Cerré los ojos y me sentí como envuelto en una niebla que me aislaba. Se hizo oscuro. No había sonidos ni luces. Me dejé guiar por el Demiurgo.
– No veo nada. Sólo oscuridad.
– Fíjate bien, ¿no ves algo?
– Sí, ahora lo veo. Veo un acantilado que conduce a un abismo que da al mar. Veo las nubes y el cielo azul. Aves volando. El sol en el ocaso.
– Mira más allá. Dime qué ves del otro lado.
Las nubes se disiparon y todo se empezó a aclarar. Vi los bancos en el cauce del río, vi a Noelia hablando con sus amigas.
– La veo a ella.
– ¿Estás dispuesto a cruzar ese mar?
– Me ahogaré.
– No lo harás. Ese mar eres tú. Igual que las nubes, el sol y el abismo. ¡Ahora despierta!
Abrí los ojos.
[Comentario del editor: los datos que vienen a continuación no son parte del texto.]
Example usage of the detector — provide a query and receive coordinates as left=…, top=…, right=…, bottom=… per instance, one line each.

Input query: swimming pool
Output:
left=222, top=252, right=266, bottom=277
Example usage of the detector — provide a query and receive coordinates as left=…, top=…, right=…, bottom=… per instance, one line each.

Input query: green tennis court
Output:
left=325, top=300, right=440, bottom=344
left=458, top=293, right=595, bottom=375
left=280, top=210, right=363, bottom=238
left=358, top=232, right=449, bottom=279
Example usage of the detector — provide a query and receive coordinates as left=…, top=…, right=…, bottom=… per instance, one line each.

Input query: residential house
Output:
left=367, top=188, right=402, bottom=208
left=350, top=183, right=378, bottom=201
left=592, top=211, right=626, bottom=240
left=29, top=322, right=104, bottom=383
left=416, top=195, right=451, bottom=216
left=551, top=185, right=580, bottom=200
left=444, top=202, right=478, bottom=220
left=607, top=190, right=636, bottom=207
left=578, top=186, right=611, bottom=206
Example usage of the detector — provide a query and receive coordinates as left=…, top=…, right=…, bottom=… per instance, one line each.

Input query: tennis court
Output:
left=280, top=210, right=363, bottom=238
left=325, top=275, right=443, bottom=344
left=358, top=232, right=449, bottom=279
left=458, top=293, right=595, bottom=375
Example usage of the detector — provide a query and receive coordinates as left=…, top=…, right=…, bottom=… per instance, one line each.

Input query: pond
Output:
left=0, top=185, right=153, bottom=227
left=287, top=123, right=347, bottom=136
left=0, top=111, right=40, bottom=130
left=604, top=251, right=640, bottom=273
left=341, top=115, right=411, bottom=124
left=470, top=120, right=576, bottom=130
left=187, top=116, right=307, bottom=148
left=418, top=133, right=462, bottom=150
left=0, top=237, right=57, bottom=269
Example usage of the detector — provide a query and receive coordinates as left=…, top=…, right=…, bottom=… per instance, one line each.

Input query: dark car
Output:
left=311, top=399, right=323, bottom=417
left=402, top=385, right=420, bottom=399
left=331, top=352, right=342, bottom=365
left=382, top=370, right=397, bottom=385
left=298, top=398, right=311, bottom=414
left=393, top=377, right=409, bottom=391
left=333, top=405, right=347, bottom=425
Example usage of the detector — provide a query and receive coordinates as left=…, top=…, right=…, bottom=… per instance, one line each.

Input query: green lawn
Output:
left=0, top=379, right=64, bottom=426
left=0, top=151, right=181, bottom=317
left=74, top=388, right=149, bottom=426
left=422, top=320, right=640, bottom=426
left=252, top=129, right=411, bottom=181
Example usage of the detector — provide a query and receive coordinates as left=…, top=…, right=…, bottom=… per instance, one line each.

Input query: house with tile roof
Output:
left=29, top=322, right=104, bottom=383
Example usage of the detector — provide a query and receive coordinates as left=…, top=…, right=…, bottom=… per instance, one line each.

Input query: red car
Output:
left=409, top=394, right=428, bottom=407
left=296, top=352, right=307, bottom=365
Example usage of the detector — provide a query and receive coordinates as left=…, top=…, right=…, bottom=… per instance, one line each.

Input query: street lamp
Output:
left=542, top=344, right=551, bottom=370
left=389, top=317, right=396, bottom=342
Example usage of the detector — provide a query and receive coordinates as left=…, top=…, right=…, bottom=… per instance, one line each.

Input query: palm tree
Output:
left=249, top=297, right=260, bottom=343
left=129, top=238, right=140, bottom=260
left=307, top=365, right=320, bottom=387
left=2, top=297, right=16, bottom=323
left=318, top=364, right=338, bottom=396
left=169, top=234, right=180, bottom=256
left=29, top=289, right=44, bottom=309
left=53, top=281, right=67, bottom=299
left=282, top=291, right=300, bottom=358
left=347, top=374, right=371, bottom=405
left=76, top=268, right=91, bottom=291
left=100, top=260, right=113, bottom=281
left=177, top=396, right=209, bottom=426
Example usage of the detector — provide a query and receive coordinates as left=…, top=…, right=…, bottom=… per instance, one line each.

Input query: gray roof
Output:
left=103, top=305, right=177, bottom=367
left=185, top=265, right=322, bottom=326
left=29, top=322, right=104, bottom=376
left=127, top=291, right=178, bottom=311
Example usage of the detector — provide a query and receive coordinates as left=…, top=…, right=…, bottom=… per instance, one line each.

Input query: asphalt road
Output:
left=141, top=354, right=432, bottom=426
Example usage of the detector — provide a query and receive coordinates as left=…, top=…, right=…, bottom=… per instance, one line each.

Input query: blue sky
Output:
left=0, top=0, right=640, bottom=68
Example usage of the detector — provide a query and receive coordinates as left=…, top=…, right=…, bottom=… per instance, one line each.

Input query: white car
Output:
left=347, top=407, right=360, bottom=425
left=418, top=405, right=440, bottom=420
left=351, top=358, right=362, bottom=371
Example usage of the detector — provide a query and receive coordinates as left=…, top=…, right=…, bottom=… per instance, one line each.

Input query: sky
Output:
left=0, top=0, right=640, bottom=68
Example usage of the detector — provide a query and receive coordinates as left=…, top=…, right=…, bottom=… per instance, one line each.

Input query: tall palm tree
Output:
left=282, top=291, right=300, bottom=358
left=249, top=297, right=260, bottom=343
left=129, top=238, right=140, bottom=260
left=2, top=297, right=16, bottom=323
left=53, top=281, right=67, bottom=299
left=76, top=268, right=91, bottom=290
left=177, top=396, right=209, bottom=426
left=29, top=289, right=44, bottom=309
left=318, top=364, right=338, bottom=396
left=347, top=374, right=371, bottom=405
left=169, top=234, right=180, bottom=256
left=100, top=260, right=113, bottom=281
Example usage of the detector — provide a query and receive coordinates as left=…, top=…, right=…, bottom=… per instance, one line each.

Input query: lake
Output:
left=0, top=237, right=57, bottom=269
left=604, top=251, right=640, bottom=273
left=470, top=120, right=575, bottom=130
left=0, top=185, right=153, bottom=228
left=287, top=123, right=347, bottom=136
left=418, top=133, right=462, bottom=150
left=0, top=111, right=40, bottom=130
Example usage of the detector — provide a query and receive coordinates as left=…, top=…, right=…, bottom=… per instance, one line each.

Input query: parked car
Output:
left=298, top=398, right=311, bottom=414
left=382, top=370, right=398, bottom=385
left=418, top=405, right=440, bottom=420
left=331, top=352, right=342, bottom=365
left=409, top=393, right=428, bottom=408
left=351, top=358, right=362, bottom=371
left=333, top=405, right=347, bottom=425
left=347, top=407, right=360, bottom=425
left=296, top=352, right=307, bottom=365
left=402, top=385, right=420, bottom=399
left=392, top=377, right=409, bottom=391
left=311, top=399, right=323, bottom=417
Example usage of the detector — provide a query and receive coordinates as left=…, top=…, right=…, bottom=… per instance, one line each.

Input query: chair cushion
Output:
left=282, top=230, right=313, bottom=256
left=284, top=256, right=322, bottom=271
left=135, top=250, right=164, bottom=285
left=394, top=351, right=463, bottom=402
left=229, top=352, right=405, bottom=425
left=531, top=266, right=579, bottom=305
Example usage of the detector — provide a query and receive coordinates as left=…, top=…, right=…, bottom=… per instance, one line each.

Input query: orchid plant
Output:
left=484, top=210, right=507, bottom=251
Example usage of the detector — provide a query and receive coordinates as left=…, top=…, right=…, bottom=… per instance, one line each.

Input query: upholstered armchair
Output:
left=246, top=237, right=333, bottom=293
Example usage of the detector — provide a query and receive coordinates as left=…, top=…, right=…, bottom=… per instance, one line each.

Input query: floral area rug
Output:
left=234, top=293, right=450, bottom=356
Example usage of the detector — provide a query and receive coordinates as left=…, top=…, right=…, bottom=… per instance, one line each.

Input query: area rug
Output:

Estaba en el aula, en medio de clase de Historia. Ya no había ningún abismo que daba al mar. Había salido del sueño, pero era tan real… Tan real como el pupitre en que estaba sentado en ese momento. Terminó la clase y me reuní con Tito a la salida del instituto. No le conté nada, pero le pregunté si conocía a un tal Demiurgo. No tenía ni idea de quién es.
De pronto vi a Noelia saliendo de la clase. El eco de una voz retumbó en mi cerebro: ¿estás dispuesto a cruzar ese mar? Caminé hacia ella y, en el trayecto, me dije: le voy a decir que la vi el sábado en los bancos del cauce del río Chambo. Voy a conocerla y ella va a conocerme a mí.
Me acerqué y cuando estuve a unos pasos, me regresó a ver. En ese instante, se detuvo el tiempo. Todo se congeló, excepto ella y yo. Todo se desvaneció, menos los dos.
Regresé al acantilado que da al abismo y ella estaba frente a mí. Por fin pude ver bien sus ojos oscuros, su boca rosada, su piel pálida. Nunca me había atrevido a mirarla fijamente hasta ese momento. La tomé de las manos y nos besamos.
El piso se movía y desperté: de nuevo estaba con Noelia en el patio. Charlábamos y nos reíamos.
Mi lengua no se trababa y mis palabras salían libremente. Aunque no sabía de qué me reía, estaba feliz. Vi al Demiurgo que sonreía al otro lado de la valla, hasta que se desvaneció de pronto. Ahora sé que aquello no fue un sueño y que aquel lugar era yo, igual que lo es este espacio que estoy ocupando con Noelia en este preciso instante de mi vida.